I had a dream this morning- a dream that was likely brought on because of a discussion last night about someone very dear to me bent on following a road to apparent self-destruction. In this dream, our protagonist had all the traditional 'reasons to live'- friends trying to help her, support her, and prop her up; a reason to live beyond herself in the form of a baby still in the womb; and a hero ready to give his life for her. Throughout the dream, she-and they- faced the menace of a terrible tiger, always stalking them. The tiger, though, wasn't the Destroyer that everyone imagined. The destroyer was inside her, the "black hole" that constantly told her only death was an escape from the pain of life.
Much of the dream she wasn't activily trying to kill herself; she just constantly put herself in a position for the tiger to finish her off. It was a constant cycle of her drifting towards destruction, the support group or the hero saving her fom the tiger with no effort (or appreciation) on her part, and her re-drifting into danger.
Finally, the baby's birth became there and real. The friend-group sought her desperately, but in vain. And the hero was finally killed trying to hold off the tiger. And none of it meant anything to her, and she tried to end it all by flinging herself down a steep slope. The friends who cared, the hero's sacrifice, the baby crying for life, none of it meant anything.
But then, as she hung from the cliff, she realized at last she wanted to live. Not for the friends, the hero, the baby, but at last for herself. She finally did the things that allowed her support group to help her. She had saved herself, but not before all the destruction her choices had caused. And the tiger? He stood by and watched her rescue.
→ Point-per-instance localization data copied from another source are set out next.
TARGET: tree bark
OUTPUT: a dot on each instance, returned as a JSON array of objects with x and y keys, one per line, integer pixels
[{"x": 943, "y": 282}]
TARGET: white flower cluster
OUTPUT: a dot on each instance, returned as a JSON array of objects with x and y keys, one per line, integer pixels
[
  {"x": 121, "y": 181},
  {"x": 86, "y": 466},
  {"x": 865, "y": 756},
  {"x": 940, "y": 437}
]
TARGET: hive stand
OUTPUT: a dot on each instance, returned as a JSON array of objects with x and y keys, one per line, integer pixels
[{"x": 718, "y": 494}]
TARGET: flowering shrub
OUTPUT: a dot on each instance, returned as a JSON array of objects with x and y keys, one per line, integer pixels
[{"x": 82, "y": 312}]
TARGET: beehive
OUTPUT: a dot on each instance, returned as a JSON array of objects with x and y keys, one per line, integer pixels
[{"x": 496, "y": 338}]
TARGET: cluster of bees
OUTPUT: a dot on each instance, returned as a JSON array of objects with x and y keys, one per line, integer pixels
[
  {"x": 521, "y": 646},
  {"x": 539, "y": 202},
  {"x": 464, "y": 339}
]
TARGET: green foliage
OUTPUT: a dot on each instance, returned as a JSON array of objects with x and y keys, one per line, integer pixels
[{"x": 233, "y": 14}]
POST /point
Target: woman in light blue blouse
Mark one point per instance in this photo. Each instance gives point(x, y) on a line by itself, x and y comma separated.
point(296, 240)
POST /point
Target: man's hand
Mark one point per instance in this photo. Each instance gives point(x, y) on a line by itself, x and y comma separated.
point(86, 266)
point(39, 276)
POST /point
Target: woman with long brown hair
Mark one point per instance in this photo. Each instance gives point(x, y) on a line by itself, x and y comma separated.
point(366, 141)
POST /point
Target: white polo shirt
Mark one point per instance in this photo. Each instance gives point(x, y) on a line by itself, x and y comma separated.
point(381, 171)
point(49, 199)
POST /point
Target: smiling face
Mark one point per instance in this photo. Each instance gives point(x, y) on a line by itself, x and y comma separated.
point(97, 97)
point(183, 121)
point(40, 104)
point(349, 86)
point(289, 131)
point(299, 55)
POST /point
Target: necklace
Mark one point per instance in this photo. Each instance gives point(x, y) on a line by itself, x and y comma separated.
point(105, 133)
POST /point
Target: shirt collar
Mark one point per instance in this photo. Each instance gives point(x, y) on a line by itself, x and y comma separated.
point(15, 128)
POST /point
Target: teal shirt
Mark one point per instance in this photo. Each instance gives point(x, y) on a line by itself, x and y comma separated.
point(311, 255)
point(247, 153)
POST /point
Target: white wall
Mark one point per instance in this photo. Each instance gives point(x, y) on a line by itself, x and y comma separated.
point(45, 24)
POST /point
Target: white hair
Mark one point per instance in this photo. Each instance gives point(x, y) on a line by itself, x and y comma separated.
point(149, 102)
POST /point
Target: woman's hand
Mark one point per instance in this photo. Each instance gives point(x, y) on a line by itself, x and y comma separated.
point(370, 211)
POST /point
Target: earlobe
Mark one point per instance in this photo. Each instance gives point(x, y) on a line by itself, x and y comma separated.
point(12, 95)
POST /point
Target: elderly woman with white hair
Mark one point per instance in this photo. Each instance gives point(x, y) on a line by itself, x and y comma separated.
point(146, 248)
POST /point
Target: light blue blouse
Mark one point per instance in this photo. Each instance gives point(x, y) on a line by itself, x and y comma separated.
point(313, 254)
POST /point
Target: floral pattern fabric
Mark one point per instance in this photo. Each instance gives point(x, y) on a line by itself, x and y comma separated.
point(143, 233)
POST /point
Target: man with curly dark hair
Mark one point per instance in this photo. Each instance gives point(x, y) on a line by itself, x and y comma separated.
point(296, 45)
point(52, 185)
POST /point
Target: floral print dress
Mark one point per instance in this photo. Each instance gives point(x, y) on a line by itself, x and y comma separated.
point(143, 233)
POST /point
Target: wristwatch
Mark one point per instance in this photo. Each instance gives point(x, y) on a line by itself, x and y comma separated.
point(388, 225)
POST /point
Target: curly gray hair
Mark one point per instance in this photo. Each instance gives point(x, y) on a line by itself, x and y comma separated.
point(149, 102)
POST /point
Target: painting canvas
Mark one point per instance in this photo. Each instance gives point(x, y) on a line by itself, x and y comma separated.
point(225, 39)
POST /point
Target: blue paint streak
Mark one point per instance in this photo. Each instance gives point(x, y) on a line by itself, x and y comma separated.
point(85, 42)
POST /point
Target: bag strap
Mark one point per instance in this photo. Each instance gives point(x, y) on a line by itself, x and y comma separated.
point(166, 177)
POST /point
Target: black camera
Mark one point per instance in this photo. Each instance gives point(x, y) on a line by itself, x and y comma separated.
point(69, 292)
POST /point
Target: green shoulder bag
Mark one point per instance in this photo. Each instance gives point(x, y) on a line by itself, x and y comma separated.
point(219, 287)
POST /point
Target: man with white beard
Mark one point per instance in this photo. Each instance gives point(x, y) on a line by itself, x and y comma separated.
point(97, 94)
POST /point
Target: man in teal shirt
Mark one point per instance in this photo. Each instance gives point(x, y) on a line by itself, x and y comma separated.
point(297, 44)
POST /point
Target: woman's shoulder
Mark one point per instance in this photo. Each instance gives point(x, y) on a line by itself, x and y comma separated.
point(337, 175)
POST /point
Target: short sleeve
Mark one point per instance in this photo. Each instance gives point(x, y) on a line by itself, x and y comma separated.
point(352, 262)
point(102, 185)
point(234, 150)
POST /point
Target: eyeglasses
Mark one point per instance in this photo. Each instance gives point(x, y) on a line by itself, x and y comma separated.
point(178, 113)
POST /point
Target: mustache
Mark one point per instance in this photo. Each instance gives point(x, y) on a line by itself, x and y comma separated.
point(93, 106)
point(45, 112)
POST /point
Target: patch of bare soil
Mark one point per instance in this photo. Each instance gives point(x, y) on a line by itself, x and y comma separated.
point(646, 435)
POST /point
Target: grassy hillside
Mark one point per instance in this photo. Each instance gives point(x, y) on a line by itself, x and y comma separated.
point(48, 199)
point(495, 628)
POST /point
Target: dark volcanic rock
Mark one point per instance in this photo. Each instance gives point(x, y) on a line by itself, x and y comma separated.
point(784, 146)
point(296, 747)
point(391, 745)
The dream reminded me that some people- myself once included- have this black hole generator inside them. You can fill their hole with your whole life and being and never fill it up. Because it is not a physical hole. And every excuse a person gives you for its existance, though real to them, is an illusion. The truth is, there is only one way to get rid of the hole. And that is you, yourself, must turn it off. You cannot turn it off with mothers, lovers, or babies. A person has to see the hole for what it is- a desire to death- look it in the face, and say, "No. This is garbage, and I reject it." This isn't a moment, it is a process. It involves re-learning your whole outlook, and many people are unwilling to try until they look death in the face and see their own reflection. Some don't even then. And the only thing that the hero, the Baby, the support group does, is prevent them from getting to that moment sooner. They can give all the reasons to live they want and it will always, as Thomas Aquinas said, "seem as straw to me." The hole doesn't start going away until you say, "I - I have a reason to live. A reason inside of me, that's just mine."
In the dream, the battle wasn't won when the hero died, the baby was born , or when the friends found her and hoisted her up from the cliff. The cliff, and the tiger, ceased to be a danger when she finally decided she wanted to live. In fact, the dream actually jumped from the girl being found at the edge of the cliff crying for help to the hero's funeral. The rest, it seems, was not important.
In the waking world, I thank God that I have been reminded of what to pray for in the real-life situation. I had forgotten what the black hole was like- which is scary, because it's always just a moment away.